A iluminação só deixava de ser algo subliminar quando se tratava da sala de controle. Lugar onde eles passavam grande parte do tempo analisando os mapas digitais das áreas que seriam cobertas dali por diante, tentar interpretar aqueles símbolos mirabolantes da grafia Nammajana era uma tarefa no mínimo desgastante, até a própria Hikikomori que parecia ser a única a entender aquilo vez ou outra se confundia. Ali a iluminação era forte, e o sistema de funcionamento dos computadores era praticamente gêmeo ao do Cruzeiro Espacial Delta: as imagens eram projetadas em hologramas a partir de uma esfera turquesa brilhante que flutuava poucos centímetros acima de um pedestal, este mais parecia uma réplica em menor escala das torres de Punyapuri, exatamente no centro da câmara. Era a partir daquela esfera que se controlava a nave inteira e mais além.

- É como brincar de bola de cristal! – disse Fábia certa vez, alguns dias após deixarem a atmosfera de Nammamane, enquanto cruzavam uma nebulosa multicolorida de bilhares de quilômetros de extensão. Controlar a nave não era muito difícil, você poderia usar uma única mão ou as duas se preferisse, assim indicando à direção em que ela deveria seguir com leves movimentos sobre o sensor magnético, contornando o objeto cintilante com a palma da mão delicadamente. A única regra era jamais tocá-la: tocar na esfera turquesa era como encostar-se aos tentáculos de uma medusa. Cada movimento possuía seu significado específico que ia desde o abrir e fechar de portas até o lançamento de mísseis, disparo dos canhões de plasma e tiros de laser. Afinal, eles deveriam estar preparados para tudo o que encontrassem no meio do caminho, de modo que a nave deveria estar equipada com no mínimo algum tipo de arsenal.

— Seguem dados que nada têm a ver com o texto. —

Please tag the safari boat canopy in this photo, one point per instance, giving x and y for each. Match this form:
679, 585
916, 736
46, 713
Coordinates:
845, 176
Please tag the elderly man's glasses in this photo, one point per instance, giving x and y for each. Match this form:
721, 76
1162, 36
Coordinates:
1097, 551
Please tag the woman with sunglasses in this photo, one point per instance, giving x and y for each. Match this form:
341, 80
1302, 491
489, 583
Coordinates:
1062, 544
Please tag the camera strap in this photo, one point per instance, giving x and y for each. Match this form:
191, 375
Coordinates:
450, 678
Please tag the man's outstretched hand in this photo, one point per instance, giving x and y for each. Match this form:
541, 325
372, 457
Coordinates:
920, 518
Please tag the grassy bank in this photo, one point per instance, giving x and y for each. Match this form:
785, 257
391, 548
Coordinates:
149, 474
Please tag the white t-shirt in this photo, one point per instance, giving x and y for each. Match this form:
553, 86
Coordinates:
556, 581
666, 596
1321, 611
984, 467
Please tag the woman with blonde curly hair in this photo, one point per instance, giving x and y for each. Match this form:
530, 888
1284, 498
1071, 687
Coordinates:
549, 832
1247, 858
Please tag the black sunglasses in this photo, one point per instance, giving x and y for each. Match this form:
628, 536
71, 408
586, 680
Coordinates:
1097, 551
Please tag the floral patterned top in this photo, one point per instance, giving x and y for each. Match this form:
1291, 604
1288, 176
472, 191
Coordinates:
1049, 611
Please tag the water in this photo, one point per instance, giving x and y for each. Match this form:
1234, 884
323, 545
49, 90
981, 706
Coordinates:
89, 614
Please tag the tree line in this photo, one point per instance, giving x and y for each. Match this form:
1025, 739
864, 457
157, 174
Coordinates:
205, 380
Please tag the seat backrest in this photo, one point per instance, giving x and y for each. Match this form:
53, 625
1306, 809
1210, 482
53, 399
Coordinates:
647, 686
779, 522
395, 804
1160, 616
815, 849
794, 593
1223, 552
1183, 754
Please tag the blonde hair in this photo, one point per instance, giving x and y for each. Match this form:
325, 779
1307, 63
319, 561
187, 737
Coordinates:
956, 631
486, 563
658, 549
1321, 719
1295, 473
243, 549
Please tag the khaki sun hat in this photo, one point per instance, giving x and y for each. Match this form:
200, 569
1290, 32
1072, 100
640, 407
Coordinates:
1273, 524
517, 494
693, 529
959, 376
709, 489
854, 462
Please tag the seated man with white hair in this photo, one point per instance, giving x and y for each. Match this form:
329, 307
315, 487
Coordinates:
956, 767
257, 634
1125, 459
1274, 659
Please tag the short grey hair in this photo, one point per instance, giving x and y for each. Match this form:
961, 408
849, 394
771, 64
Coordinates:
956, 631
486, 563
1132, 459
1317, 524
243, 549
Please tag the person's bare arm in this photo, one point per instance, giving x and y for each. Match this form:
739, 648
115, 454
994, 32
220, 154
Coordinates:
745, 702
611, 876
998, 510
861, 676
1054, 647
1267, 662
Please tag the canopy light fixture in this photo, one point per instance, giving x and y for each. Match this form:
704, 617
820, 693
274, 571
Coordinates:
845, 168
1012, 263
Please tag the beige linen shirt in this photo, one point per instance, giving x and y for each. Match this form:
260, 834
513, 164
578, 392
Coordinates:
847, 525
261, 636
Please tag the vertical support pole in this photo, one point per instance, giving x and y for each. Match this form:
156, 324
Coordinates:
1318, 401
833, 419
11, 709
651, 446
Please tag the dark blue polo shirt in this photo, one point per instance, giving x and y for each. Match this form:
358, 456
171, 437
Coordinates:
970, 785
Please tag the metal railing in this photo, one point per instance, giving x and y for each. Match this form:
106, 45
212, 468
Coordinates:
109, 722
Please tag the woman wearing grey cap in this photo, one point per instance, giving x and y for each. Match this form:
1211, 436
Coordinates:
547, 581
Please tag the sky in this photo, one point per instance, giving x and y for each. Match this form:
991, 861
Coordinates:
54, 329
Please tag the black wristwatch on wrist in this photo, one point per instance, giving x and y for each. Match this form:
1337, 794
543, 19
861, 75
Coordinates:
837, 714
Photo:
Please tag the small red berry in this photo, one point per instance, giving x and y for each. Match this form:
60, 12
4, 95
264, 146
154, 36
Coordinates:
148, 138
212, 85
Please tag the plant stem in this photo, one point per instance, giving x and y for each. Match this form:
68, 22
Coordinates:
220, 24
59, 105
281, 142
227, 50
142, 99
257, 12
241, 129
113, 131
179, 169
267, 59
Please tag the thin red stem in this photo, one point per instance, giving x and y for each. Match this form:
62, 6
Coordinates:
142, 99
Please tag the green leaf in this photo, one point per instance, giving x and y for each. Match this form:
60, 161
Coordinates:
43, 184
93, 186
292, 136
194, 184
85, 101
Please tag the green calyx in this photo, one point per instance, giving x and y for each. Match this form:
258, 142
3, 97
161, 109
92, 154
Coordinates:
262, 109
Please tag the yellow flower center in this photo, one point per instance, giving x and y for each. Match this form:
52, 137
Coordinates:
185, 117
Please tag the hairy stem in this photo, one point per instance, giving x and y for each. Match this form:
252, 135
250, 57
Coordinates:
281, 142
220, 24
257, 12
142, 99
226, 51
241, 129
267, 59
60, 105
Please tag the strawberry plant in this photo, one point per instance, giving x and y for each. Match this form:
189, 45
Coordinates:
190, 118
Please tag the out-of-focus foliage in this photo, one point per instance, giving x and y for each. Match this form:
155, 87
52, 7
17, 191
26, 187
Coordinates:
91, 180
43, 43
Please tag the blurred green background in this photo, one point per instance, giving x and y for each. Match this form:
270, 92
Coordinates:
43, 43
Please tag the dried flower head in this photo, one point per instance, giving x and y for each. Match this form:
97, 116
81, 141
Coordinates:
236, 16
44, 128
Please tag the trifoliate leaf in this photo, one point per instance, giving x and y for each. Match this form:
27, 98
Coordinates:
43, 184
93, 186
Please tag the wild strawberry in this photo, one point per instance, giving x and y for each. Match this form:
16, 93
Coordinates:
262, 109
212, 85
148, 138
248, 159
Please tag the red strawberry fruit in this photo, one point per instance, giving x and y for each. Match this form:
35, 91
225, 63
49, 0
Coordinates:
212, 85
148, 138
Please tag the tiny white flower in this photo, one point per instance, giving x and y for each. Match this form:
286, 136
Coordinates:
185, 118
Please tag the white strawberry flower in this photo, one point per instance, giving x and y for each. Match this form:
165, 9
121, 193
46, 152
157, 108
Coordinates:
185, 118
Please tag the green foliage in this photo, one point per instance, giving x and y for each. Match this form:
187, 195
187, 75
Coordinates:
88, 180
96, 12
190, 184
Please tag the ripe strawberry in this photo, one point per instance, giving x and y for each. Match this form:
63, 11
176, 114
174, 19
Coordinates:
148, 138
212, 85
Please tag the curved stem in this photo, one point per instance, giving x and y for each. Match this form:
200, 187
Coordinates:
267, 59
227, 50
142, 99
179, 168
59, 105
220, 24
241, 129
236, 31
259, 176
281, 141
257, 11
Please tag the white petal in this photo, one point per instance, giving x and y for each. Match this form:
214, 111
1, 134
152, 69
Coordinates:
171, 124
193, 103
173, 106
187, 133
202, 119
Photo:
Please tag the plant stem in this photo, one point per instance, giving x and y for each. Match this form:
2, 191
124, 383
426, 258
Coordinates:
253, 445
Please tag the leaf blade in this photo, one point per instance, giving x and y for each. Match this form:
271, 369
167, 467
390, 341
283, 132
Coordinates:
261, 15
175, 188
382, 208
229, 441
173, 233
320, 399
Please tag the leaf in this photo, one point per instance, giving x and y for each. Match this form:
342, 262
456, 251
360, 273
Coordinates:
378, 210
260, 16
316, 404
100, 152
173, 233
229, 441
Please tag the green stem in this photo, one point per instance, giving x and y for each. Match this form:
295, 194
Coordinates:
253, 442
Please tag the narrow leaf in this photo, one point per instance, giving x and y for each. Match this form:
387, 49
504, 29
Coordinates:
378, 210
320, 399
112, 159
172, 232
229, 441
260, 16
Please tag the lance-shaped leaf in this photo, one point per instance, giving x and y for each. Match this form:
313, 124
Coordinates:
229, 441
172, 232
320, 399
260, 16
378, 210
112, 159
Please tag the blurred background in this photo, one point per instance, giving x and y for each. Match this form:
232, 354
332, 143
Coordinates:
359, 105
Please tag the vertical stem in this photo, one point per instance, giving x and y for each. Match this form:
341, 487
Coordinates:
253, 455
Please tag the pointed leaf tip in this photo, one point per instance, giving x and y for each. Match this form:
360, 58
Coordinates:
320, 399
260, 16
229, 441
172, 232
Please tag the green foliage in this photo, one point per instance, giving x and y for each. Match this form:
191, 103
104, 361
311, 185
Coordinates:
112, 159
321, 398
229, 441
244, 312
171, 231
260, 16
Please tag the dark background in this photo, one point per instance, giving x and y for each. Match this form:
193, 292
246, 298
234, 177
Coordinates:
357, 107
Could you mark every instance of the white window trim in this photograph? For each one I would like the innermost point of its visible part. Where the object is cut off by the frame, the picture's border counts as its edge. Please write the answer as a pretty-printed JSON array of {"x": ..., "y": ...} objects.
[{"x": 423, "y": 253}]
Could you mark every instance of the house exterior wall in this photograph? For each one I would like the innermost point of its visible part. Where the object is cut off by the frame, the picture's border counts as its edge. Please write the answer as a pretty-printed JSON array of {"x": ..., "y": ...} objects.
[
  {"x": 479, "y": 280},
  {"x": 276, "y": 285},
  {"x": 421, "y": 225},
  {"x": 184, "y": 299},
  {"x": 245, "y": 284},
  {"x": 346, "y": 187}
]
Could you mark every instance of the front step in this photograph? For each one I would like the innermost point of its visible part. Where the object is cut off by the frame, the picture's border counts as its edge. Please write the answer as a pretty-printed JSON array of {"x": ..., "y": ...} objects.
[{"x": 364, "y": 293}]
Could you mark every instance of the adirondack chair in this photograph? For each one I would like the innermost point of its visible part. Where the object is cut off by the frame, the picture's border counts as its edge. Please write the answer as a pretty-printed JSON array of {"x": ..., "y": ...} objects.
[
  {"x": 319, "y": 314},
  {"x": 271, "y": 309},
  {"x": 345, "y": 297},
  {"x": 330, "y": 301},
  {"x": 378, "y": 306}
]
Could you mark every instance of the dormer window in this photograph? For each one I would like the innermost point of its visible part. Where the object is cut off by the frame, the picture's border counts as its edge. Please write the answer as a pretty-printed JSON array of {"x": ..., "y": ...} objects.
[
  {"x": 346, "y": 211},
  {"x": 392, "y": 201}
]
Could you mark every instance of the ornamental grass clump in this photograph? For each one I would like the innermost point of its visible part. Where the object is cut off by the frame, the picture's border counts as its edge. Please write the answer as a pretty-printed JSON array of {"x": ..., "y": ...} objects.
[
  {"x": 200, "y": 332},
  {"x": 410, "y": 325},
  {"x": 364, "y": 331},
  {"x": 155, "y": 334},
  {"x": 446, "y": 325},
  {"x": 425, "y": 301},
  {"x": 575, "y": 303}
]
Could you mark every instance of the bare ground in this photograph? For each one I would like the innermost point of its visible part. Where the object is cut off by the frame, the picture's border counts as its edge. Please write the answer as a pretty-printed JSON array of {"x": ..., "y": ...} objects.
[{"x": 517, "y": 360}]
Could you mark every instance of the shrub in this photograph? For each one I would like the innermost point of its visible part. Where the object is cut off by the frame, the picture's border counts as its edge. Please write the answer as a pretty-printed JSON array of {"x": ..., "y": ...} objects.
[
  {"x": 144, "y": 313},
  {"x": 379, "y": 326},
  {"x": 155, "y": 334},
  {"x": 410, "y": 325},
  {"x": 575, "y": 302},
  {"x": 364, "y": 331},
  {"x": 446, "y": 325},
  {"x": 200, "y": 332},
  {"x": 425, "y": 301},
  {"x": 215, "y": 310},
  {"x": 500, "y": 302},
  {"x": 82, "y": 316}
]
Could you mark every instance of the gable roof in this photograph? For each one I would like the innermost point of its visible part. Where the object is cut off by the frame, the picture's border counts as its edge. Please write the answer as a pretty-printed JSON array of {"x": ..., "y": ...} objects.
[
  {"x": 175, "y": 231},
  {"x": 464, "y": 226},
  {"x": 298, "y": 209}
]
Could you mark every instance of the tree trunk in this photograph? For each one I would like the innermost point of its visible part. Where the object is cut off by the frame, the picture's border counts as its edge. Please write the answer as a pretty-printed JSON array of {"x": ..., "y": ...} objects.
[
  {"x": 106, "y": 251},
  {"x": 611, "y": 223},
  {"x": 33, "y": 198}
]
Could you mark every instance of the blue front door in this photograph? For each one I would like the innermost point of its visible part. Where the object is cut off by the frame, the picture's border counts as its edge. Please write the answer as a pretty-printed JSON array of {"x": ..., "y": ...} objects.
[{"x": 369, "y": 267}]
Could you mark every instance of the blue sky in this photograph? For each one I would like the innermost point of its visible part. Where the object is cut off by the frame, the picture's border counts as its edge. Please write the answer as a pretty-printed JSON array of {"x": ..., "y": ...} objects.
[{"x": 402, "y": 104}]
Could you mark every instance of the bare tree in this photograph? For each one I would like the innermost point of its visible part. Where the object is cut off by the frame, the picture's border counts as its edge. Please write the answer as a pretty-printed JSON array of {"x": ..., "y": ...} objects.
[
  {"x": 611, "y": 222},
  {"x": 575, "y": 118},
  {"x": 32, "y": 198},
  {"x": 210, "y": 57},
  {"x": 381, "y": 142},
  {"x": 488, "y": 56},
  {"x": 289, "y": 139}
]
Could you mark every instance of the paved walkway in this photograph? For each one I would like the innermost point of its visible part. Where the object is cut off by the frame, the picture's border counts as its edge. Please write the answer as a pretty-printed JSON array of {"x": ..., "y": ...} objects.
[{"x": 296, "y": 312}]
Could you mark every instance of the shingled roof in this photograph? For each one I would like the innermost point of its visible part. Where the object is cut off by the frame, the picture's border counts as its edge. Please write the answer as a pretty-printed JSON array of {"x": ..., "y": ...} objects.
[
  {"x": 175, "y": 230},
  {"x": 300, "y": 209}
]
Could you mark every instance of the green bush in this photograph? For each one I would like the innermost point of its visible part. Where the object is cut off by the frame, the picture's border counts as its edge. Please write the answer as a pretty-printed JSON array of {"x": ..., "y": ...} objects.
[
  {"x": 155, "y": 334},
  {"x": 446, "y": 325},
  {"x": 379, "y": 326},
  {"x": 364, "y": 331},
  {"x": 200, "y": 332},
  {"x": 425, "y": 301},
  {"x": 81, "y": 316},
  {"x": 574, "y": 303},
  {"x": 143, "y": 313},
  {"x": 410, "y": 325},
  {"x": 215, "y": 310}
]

A tripulação da Eremita (assim Fábia e Ray batizaram a nave) também foi equipada com seu próprio arsenal: além de receberem suas armas antigas de volta, receberam também armas novas exatamente idênticas àquelas usadas pelo exército Nammajana – que mais tarde revelou-se nada menos que uma manada infinita de robôs metamorfos que assumiram a forma dos nativos do planeta para se misturar à população e vigiá-los. – estas consistiam em lanças elétricas, metralhadoras, bazucas e outras coisinhas que eles sequer tinham ideia do que faziam, mas que possuíam um design excêntrico e um tanto colorido em alguns casos.

- Estamos praticamente preparados para a guerra – disse o capitão Donnick empunhando uma das lanças elétricas. Ela estalou. Havia uma unidade de cada arma para cada tripulante, assim como uma câmara particular da nave para cada um deles também. Seu interior possuía uma série de salas de lazer para jogos, quadras para esportes e uma piscina para relaxar. Era o equivalente a um pequeno prédio viajante em forma de concha de caracol, flutuando na imensidão do espaço traçando o caminho rumo à próxima missão, ao próximo Aib a ser derrotado, um passo a menos em direção ao último destino, à resposta para todas as perguntas.

Não demorou muito para que os meses começassem a passar rápido outra vez, e quando menos se esperava, um ciclo terrestre de rotação ao redor do sol fechou-se. Não houve motivos para que o Natal e o Ano Novo deixassem de ser comemorados pelos humanos, nem Hikikomori ficou de fora das celebrações. Ela havia aprendido tanto com eles e assimilado tantos comportamentos puramente humanos, nada mais lhe era tão estranho como no começo. Suas irmãs do mosteiro diriam que ela estava poluída, logicamente. Ela já não pensava dessa forma há algum tempo. Ela apenas havia se habituado, e muito mais rápido do que o esperado por uma Sybila.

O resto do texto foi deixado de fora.